John Cronin, executive director of the Beacon Institute for Rivers and Estuaries, a not-for-profit environmental research organization, will give a talk, “Change the World – Start in Your Own Backyard,” on Wednesday, Feb. 20, at 7 p.m. in the Nott Memorial.
Cronin’s talk opens the 11th annual Environmental Science and Policy Winter Seminar Series, this year devoted to “Water and Society.” The series is free and open to the public. Refreshments will be served.
Cronin has a long and distinguished career in environmental policy, advocacy, and education. Through the Beacon Institute, he is directing the planning for a $100 million global science, technology and policy research institute created by Governor George E. Pataki. He is a former commercial fisherman, lobbyist, and legislative aide. He also is director of the Pace Academy for the Environment at Pace University.
For 17 years he served New York’s Hudson Riverkeeper where he was responsible for the investigation of more than 100 pollution cases and established far-reaching management and enforcement practices for one of the nation's premier estuaries. His work with Riverkeeper gained international attention, and resulted in the establishment of 160 similar programs worldwide. From this experience he co-authored Riverkeepers, with Robert F. Kennedy, Jr. In 1991, he wrote and co-produced The Last Rivermen named one of the outstanding documentary films of that year.

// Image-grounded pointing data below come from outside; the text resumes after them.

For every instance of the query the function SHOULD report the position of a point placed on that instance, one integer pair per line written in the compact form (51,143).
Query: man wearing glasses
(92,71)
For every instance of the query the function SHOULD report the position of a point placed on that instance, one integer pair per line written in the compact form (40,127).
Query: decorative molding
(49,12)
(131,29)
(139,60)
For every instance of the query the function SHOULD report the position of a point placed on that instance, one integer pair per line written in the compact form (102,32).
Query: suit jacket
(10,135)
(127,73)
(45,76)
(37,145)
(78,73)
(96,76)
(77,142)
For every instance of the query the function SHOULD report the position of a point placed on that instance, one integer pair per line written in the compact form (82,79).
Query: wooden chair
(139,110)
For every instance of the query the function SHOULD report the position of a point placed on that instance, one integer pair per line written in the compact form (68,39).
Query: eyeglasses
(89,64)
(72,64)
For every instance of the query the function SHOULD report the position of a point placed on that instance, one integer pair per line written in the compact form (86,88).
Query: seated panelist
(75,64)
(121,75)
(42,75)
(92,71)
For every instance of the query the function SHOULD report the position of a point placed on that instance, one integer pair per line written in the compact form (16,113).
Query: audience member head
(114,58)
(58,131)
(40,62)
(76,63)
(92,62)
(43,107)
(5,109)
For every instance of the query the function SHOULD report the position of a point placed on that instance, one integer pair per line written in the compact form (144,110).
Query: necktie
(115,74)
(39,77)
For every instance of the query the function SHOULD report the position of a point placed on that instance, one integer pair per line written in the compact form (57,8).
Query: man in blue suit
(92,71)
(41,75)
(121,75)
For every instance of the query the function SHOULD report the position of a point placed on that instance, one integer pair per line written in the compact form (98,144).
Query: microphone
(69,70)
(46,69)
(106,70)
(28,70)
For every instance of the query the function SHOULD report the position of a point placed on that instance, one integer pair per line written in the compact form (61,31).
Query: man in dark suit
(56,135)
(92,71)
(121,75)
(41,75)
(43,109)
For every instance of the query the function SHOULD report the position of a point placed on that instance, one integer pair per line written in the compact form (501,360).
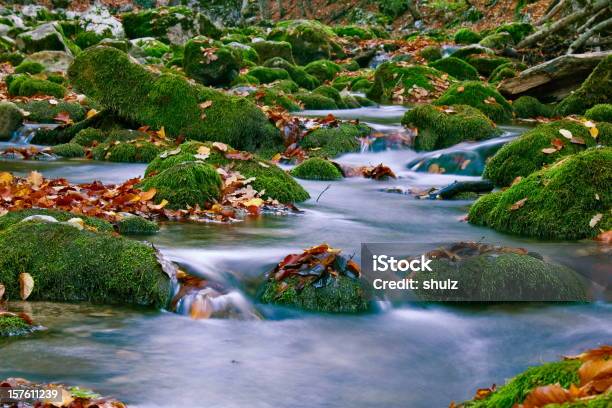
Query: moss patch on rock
(440,128)
(558,202)
(316,169)
(68,264)
(479,96)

Cronin has dedicated much of his career to the restoration of New York’s Hudson River, once considered America’s most polluted waterway. His work there prompted the Knight-Ridder newspapers to praise him as a “hero in one of the great success stories of the modern environmental movement.” The Wall Street Journal has called him “a unique presence on America's major waterways.” People magazine described him as “equal parts detective, scientist and public advocate.” Time named him a “Hero for the Planet.”